Defendant appeals from a conviction under section 951 of the Penal Law, which prescribes that “ A person who, with intent to deceive, reports or publishes, or causes to be reported or published as a purchase or sale of the stocks, bonds or other evidences of debt of a corporation, company or association, any transaction therein, whereby no actual change of ownership or interest is effected, is guilty of a felony.” The evidence justified the jury’s finding that the defendant made apparent purchases and sales of stock which were accompanied by no actual change of ownership or interest. The appeal, in so far as it challenges the sufficiency of this evidence, is without merit.
Equally unjustified is the claim of unfairness on the part of the district attorney and the trial judge. The trial was conducted with scrupulous fairness by both.
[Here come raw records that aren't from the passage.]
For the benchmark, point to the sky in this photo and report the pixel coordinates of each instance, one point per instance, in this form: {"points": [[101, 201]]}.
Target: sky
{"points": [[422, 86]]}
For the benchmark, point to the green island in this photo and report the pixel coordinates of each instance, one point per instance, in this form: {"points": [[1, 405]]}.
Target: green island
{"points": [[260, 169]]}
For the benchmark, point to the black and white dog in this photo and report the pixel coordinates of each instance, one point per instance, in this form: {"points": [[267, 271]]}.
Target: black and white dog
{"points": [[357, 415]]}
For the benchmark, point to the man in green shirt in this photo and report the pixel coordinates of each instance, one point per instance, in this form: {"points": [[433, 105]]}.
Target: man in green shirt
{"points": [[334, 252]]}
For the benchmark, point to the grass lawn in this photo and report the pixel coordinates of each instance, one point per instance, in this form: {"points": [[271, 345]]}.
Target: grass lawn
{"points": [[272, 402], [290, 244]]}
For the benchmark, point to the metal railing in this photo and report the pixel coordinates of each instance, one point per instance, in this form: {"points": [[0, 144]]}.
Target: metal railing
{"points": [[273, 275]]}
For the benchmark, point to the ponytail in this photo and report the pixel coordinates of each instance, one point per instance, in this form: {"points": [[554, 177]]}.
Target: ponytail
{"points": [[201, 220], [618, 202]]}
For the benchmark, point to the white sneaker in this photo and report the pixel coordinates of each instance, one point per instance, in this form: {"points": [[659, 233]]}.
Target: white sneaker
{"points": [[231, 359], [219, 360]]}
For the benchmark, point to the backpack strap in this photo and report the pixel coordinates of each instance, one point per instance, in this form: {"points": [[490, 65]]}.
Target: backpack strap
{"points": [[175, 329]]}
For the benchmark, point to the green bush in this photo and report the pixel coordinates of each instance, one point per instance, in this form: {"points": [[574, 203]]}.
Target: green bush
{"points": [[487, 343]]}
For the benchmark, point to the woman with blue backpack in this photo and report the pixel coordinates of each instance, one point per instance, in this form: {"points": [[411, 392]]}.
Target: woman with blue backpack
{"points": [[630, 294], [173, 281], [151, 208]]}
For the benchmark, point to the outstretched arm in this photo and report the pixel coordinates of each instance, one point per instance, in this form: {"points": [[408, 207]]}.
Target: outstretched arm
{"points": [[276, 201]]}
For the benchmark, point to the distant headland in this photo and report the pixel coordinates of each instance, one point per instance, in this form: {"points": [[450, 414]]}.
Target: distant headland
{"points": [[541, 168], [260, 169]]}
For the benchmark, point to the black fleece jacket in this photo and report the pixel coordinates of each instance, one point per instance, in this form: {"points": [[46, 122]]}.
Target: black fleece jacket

The serious question which apparently prompted the issuance of a certificate of reasonable doubt by the trial judge, is whether the indictment should have been dismissed for failure of proof that the defendant either reported or published, or caused to be reported or published, an account of these fictitious transactions. Defendant did not himself report or publish them. The appeal turns upon whether he caused them to be reported or published within the meaning of the statute. The respondent claims that causation is established by defendant’s admission that he knew that transactions of this character were as a matter of course reported. That knowledge is relevant on the issue of defendant’s intent to deceive. Whether it also establishes causation cannot be decided solely by the application of the general doctrine of what constitutes the proximate consequence of. an act. An examination of the statute is required.
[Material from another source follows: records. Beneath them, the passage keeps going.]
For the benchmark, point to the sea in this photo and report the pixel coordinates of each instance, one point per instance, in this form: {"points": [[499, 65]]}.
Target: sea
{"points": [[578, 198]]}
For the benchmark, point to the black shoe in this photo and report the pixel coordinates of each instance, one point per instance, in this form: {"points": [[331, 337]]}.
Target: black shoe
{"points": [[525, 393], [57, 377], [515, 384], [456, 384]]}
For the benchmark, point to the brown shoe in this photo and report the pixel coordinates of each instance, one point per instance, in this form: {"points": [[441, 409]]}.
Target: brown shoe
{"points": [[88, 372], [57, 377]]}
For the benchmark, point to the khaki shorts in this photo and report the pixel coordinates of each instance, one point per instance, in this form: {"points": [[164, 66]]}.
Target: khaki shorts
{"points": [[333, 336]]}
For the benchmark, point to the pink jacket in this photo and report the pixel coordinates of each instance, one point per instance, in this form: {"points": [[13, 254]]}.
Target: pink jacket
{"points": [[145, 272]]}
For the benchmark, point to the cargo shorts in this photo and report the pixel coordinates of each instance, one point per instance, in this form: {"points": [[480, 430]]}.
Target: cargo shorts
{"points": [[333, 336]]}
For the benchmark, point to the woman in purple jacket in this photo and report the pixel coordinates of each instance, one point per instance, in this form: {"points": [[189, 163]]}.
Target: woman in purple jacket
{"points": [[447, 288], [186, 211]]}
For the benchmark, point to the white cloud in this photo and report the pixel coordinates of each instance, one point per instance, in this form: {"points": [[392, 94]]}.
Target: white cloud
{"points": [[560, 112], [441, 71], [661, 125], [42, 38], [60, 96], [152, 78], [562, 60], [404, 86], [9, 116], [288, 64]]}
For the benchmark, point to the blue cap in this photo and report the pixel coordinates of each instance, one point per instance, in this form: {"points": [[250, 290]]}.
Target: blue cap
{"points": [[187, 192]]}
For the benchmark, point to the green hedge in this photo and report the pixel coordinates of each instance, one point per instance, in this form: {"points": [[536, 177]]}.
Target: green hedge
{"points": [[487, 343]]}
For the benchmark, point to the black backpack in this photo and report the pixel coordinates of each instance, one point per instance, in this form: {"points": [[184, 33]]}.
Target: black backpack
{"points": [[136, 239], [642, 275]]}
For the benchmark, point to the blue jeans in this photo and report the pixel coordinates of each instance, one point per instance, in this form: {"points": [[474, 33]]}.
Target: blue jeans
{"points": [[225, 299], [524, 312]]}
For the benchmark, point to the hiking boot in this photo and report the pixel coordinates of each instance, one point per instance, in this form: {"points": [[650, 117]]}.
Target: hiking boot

The title of section 951 of the Penal Law is. “ Reporting or publishing fictitious transactions in securities.” That Stock Exchange transactions are reported in the newspapers is a matter of general knowledge undoubtedly possessed by the Legislature. If the legislative intent had been to make the mere consummation of the fictitious transaction, when accompanied by such knowledge, a crime, it would have been unnecessary to insert the phrases which specifically require that the defendant report or publish, or cause to be reported or published. Comparison of section 951 of the Penal Law with section 953 further emphasizes that some overt act leading to publication is an essential component of the statutory crime created by section 951. Section 953 requires proof that the fictitious sale is made in an attempt, either futile or successful, to inflate, depress or cause fluctuation in a security. The indictment against the defendant also contained a count under *464this section, upon which the jury acquitted him. To convict under section 953, the People are not required to prove report or publication of the fictitious transaction, but they are required to prove some attempt to influence the market price of the security. Under section 951 the People are not required to prove any such attempt to influence the market, but in lieu thereof must prove, together with an intent to deceive, an actual publication or causation of publication of the fictitious sale. Neither section constitutes the fictitious transaction itself a crime. It cannot be said that, because defendant knew the newspapers would report the transactions, he either reported them himself or caused them to be reported within the statutory meaning.
For these reasons we think the judgment should be reversed on the law and the prisoner discharged.
Merrell and McAvoy, JJ., concur; Dowling, P. J., and Finch, J., dissent.